Keberhasilan tim debat menembus 16 besar nasional bukanlah perkara mudah. Sebelumnya, mereka harus melewati tahapan seleksi daring yang sangat ketat sebelum akhirnya bertolak ke Makassar untuk babak utama. Ketajaman argumentasi dan kedalaman analisis data menjadi kunci bagi tim delegasi Gorontalo ini dalam menghadapi sekolah-sekolah unggulan lainnya.
Pembina Organisasi Lembaga Eksekutif Debat MAN 1 Kota Gorontalo, Jefri Abdul, yang turut mendampingi teknis perlombaan, menekankan pentingnya jam terbang internasional dan nasional bagi mentalitas siswa.
"Pengalaman berkompetisi di skala nasional seperti ini memberikan pelajaran yang jauh lebih berharga daripada sekadar trofi; ini tentang pembentukan mentalitas juara dan perluasan wawasan. Anak-anak telah membuktikan bahwa mereka mampu bersaing secara intelek dan retorika. Capaian di cabang MC dan posisi 16 besar debat ini adalah fondasi kuat bagi pengembangan organisasi debat kami ke depan," tutur Jefri Abdul.

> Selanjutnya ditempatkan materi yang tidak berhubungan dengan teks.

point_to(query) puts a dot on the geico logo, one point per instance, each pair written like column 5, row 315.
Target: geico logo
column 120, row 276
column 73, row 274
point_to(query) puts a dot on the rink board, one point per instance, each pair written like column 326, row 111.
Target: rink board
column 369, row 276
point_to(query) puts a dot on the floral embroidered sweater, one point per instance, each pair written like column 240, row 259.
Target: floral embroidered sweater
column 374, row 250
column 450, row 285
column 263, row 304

Kehadiran MAN 1 Kota Gorontalo dalam ajang ini tidak hanya sekadar mengejar kemenangan taktis, melainkan menjadi misi strategis untuk mempromosikan kualitas pendidikan madrasah dari Provinsi Gorontalo di kancah nasional. Hasil positif di Universitas Ciputra Makassar ini menjadi sinyal kuat bahwa madrasah mampu melahirkan talenta muda yang kompetitif di bidang komunikasi dan pemikiran kritis.

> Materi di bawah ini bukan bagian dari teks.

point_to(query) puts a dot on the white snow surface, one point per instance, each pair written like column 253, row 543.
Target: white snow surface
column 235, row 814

Kepulangan delegasi dengan membawa prestasi ini disambut antusias oleh seluruh civitas akademika di Gorontalo. Keberhasilan ini sekaligus menambah deretan panjang portofolio prestasi MAN 1 Kota Gorontalo di awal tahun 2026, memperkuat reputasi lembaga sebagai madrasah mandiri yang berprestasi.